Tonight’s headline are Shiiine returners Shed Seven, amazingly twenty four years down the line but – with a new album out in 2017 – still very much on the scene. They always attract a large crowd here, with Rick Wittter’s sinewy snake-hipped dancing and a back catalogue of anthemic crowd pleasers. They may not be this reviewer’s first choice but they’re a great live band and perfect for tonight’s crowd.

This weekend however, is all about pacing and plenty of music takes place after the Skyline’s 10 PM curfew if you venture out to the other venues: Centre Stage, Jaks, Reds and Inn on the Green. Tonight Reds see Shiiine’s first outing for 1990s festival favourites anarcho-punk Back to the Planet, more Ska than I remember and great fun for those of us who like a bit of grunge with our dance. A quick peek at Mozza’s favourites, Bradford and it is off to bed, in preparation for day two.


It’s easy to forget that the Shiiine experience isn’t solely about live music and that daylight hours bring plenty of things to do other than sleeping off hangovers: there are the exhibitions (this year a fascinating selection of black and white prints by engaging NME photographer Pete Walsh) and a retrospective featuring grainy gig shots of iconic Baggy dance band Flowered Up, along with press cuttings and original posters. Then there are pub quizzes and an interview with Steve Harrison, manager of The Charlatans and founder of Dead Dead Good Records; not to mention the Pool Parties and Crazy Golf.

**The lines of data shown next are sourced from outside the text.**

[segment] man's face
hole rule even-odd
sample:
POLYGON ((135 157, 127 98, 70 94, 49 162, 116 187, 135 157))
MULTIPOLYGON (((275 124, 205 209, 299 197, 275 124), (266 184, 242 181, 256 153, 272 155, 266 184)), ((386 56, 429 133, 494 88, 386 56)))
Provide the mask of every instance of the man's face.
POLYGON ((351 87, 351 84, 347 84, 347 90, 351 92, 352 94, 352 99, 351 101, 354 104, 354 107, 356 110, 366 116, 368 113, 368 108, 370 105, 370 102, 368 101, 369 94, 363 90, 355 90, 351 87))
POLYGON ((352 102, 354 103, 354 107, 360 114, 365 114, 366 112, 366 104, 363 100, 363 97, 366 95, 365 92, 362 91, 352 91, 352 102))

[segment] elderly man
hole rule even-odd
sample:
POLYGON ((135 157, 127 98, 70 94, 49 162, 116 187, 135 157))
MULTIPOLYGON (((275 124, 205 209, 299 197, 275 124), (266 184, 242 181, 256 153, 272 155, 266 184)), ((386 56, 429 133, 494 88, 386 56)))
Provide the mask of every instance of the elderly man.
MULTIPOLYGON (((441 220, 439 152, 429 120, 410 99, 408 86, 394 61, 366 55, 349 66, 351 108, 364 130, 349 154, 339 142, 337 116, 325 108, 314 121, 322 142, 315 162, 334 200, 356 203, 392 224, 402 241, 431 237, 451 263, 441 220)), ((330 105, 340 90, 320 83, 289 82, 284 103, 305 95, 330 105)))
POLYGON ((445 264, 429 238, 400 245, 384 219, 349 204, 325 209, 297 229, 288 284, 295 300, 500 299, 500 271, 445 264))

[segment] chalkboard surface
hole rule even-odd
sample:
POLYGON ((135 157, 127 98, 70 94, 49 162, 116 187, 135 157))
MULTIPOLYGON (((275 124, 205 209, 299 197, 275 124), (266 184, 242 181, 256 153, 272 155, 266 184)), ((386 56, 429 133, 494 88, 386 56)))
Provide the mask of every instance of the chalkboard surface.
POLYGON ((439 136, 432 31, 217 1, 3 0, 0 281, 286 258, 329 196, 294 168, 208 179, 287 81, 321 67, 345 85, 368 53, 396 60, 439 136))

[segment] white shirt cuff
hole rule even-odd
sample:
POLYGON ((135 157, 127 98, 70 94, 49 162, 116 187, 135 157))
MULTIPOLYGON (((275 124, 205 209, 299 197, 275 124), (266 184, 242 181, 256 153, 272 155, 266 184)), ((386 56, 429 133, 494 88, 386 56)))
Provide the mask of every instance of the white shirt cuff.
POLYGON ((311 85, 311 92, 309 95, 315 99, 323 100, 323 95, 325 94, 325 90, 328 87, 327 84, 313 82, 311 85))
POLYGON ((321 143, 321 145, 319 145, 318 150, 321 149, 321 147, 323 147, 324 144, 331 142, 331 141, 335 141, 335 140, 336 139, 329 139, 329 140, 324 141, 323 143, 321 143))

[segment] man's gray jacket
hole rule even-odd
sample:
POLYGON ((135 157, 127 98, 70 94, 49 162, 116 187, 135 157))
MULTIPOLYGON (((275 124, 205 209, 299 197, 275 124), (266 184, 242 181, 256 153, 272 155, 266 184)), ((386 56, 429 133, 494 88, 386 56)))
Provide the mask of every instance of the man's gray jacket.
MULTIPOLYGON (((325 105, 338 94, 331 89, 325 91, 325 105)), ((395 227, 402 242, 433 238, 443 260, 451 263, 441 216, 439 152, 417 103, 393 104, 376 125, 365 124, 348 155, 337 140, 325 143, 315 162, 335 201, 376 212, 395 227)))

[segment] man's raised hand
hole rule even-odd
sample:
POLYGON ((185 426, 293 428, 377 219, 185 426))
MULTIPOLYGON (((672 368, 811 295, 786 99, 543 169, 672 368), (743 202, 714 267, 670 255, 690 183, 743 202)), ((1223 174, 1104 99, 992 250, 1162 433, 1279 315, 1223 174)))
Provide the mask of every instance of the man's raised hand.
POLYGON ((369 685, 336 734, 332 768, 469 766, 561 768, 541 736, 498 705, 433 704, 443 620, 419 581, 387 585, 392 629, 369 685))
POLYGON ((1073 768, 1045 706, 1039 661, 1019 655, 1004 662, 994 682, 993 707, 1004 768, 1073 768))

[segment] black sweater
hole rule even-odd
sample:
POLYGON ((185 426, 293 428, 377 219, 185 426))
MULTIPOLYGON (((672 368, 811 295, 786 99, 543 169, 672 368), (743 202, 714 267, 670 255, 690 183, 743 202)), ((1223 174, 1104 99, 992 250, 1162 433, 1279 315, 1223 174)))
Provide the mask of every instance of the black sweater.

Whilst previous years have relegated Cud to the 1 AM slot upstairs at Centre Stage, this year they are promoted to the Skyline, playing the much more reasonable – and less inebriated – afternoon slot. As ever, their performance is one of perfect pop, “Purple Love Balloon” an explosion of fun to start off Saturday afternoon; Carl Puttnam’s jerky hip thrusts and wildly eccentric stage presence charming his crowd. Cud are a fantastic live band and their current tour of set lists chosen by their fans – Just The Good Ones – is testament to the value they place on their audience; here inviting one of their stalwart fans to join them on stage, with only the logistical issue of getting up there, precluding a full fan invasion.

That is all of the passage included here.